The best allegory I’ve heard about this upcoming disruption to traditional roles is a reference to phone operators - we used to have rooms of people who’s job it was to answer calls, find out who you wanted to talk to, and then re-connect your phone wire to their phone wire. That was one of the first things to be replaced by computer-based automation. I’m sure in that transition thousands of people lost their jobs, and everyone protested how technology was displacing humanity, and so forth. Now, there’s likely not a single human who has that role anymore (except maybe in some sort of historical re-enactment), and no one’s worse off for it. When it comes to next steps, there’s a number of companies and their services who will gladly help you along (and charge you for it in the process).
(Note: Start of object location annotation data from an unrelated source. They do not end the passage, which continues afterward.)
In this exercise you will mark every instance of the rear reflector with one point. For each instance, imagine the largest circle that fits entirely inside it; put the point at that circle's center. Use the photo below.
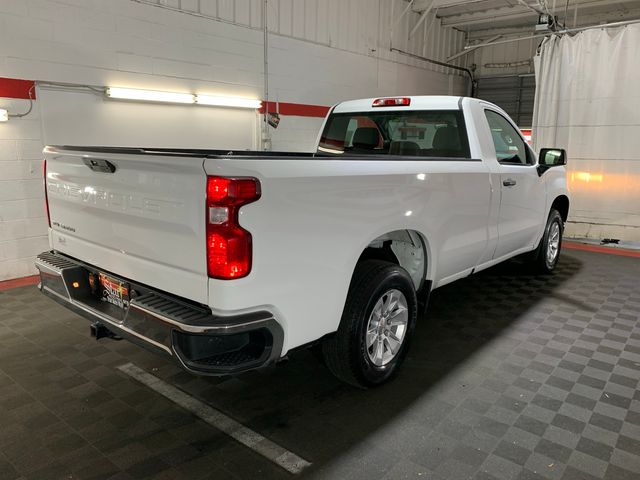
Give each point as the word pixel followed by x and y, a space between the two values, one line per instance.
pixel 392 102
pixel 229 249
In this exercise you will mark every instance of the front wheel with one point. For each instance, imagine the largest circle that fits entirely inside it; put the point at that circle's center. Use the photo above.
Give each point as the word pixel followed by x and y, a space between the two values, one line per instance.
pixel 548 251
pixel 378 319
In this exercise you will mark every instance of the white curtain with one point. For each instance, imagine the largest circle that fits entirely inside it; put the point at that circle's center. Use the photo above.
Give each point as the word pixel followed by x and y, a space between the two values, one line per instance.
pixel 588 101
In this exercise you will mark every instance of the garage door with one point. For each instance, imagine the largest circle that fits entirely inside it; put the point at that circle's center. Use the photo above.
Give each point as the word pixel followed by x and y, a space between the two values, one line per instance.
pixel 514 94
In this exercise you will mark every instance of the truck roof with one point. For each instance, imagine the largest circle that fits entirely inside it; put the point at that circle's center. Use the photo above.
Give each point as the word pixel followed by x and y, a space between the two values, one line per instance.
pixel 418 102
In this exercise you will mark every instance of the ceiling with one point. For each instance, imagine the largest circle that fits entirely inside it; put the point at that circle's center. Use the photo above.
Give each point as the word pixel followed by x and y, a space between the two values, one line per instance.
pixel 484 18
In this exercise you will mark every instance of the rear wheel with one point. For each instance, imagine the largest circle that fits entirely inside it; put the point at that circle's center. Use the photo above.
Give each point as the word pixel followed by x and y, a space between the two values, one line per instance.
pixel 378 319
pixel 548 251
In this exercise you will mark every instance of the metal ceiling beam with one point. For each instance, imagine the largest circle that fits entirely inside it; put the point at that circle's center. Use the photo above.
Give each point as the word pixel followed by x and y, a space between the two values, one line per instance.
pixel 472 48
pixel 422 18
pixel 523 29
pixel 493 15
pixel 520 11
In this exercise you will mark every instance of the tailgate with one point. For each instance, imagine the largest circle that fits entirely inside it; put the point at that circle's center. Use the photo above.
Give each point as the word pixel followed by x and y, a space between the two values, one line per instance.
pixel 140 216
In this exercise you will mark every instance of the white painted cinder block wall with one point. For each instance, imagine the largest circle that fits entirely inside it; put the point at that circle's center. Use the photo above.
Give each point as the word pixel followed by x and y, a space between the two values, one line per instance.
pixel 320 52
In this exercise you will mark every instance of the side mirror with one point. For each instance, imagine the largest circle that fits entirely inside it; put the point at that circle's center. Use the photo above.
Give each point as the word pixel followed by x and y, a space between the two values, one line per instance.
pixel 551 157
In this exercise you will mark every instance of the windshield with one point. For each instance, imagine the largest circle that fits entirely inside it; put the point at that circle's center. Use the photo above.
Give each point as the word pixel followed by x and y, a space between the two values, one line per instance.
pixel 413 133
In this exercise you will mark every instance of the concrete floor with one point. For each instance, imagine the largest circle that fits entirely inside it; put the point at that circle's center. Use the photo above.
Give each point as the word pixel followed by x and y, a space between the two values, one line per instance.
pixel 509 376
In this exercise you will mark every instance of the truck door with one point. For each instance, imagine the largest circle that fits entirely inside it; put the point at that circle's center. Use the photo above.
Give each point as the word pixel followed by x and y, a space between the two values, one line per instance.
pixel 522 202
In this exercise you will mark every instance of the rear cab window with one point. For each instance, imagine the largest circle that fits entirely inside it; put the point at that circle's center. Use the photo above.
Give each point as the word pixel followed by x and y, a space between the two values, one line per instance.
pixel 426 133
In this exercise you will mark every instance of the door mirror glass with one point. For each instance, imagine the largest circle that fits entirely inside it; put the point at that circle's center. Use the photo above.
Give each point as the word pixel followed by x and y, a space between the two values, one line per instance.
pixel 552 157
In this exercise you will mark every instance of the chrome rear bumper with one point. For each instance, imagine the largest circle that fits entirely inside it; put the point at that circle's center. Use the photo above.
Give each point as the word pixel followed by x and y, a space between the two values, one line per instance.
pixel 201 342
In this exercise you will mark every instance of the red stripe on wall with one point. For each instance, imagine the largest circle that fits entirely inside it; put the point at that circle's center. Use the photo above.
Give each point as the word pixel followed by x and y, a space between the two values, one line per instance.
pixel 296 109
pixel 19 282
pixel 624 252
pixel 15 88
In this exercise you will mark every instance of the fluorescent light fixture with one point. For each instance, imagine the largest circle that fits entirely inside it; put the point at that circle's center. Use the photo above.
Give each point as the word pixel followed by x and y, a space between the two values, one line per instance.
pixel 149 95
pixel 235 102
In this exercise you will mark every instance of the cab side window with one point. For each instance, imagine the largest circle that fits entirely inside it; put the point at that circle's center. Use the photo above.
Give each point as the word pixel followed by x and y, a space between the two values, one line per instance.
pixel 510 147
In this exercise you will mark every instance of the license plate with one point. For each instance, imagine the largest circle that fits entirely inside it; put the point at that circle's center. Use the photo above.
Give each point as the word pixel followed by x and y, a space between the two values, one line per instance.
pixel 113 291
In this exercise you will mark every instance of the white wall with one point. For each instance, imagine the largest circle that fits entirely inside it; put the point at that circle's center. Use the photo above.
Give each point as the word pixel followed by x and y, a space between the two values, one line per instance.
pixel 22 216
pixel 587 102
pixel 321 52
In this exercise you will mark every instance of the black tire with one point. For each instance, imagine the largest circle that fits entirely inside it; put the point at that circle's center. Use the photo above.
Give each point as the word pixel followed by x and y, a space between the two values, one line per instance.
pixel 346 353
pixel 543 261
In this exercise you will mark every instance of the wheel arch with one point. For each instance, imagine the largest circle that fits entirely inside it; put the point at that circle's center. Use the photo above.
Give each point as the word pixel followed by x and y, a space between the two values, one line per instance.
pixel 561 204
pixel 407 248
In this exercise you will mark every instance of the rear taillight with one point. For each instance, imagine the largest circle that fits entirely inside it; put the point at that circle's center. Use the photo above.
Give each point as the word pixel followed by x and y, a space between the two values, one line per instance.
pixel 229 247
pixel 392 102
pixel 46 196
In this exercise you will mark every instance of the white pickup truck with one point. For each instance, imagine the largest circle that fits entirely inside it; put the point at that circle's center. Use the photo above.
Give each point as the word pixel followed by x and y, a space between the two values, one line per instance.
pixel 226 261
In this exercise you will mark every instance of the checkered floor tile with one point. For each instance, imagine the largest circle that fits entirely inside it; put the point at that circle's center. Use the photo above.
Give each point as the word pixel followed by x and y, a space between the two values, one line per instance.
pixel 510 376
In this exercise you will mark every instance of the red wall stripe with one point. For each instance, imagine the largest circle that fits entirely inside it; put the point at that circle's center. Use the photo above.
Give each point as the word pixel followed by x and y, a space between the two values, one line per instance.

Open-source models can be freely downloaded from services like HuggingFace, and if you don’t have the hardware to do it yourself, a number of hosting services will gladly host either shared or provisioned models for you. Speaking of hardware, you don’t need to invest heavily in building your own GPU-centric server to derive your own models, you can pay Google, Amazon, or Microsoft to rent their hardware instead! And of course the technology isn’t stopping here. Recent advancements include enabling processes like “Agents” which can guide generative AI conversations and perform RAG automatically. Models like Phi-3 (a “small” language model, SLM) are getting smaller while still retaining most of their functionality, enabling generative AI to run on-device instead of requiring an internet connection and dedicated host. New frameworks are popping up all the time to enable more developers to work with these models, like WebLLM, LangChain, PromptFlow, Co-Pilot, and more!

It’s an exciting time to be a software developer, and I can’t wait to see what’s coming next!